Who do you think you’re talking to?
As any good copywriter will tell you, nothing’s more essential than knowing your audience. Yes, accurate spelling and a half-decent grasp of grammar are important, but a mastery of the semicolon isn’t going to win you any more readers (it might even lose you some, if this blogger, with whom I tend to agree, is to be believed). What matters is understanding what makes your reader tick – knowing what it is that gets her up in the morning or keeps her awake at night.
But if you’re a comms professional working in a large organisation, turning this knowledge into compelling copy can be a real struggle, because there’s so much pressure on you to write for the wrong reader.
Let me give you an example – an extreme one, and invented by me – but fairly typical of the sort of thing you’ll find in many a large corporation’s staff magazine:
In response to the firm’s long-term growth plans, the Talent Recruitment team, which plays a key role within the Global HR team, is delighted to announce that, in a major step forward for its ambitious 2010 strategy for attracting the very best talent into the organisation, a brand-new programme launches today, which will provide a cash reward to all employees who successfully refer a friend or family member to the organisation.
That the sentence is 71 words longs rings immediate alarm bells – most of the time you should be aiming for maximum of 25 words. Worse still, it’s clear that the writer is trying to cram too many ideas into one sentence. Let’s look at those ideas in the order in which they appear:
1. The Talent Recruitment team is responding to the firm’s long-term growth plans 2. The Talent Recruitment team is part of HR 3. The Talent Recruitment team is announcing something 4. The Talent Recruitment team has a strategy for attracting employees 5. The company will give you dosh if it recruits someone you recommend
Looking at this, it’s obvious which audience the author under is pressure to write for: the Talent Recruitment team. Who else cares about the team’s strategy, its position in the organisation and its contribution to the long-term goals of the company?
The interests of the other audience – the staff member who stands to benefit from the new reward scheme – have been relegated to an afterthought. Here’s what that reader’s interested in:
I’ll get cash for getting my mates jobs. How much can I earn? Where do I sign up? Er, that’s it.

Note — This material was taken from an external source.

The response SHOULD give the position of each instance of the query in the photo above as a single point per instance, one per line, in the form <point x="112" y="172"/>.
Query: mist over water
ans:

The stuff about the Talent Recruitment team is irrelevant to me.
Whenever you find news buried under contextual preamble in this way, it’s a sign of a writer under pressure to please the wrong audience. And while, in this instance, the Talent Recruitment team may be delighted to have their trumpet blown in such a way, they’re not being terribly well served by said trumpet blowing. How successful will their recruitment strategy be if no one bothers to read to the end of the torturously tortuous paragraphs they force their comms colleagues to write?
In future posts I’ll explore more examples of this all-too-common phenomenon of writing for the wrong audience – and offer some strategies for preventing it.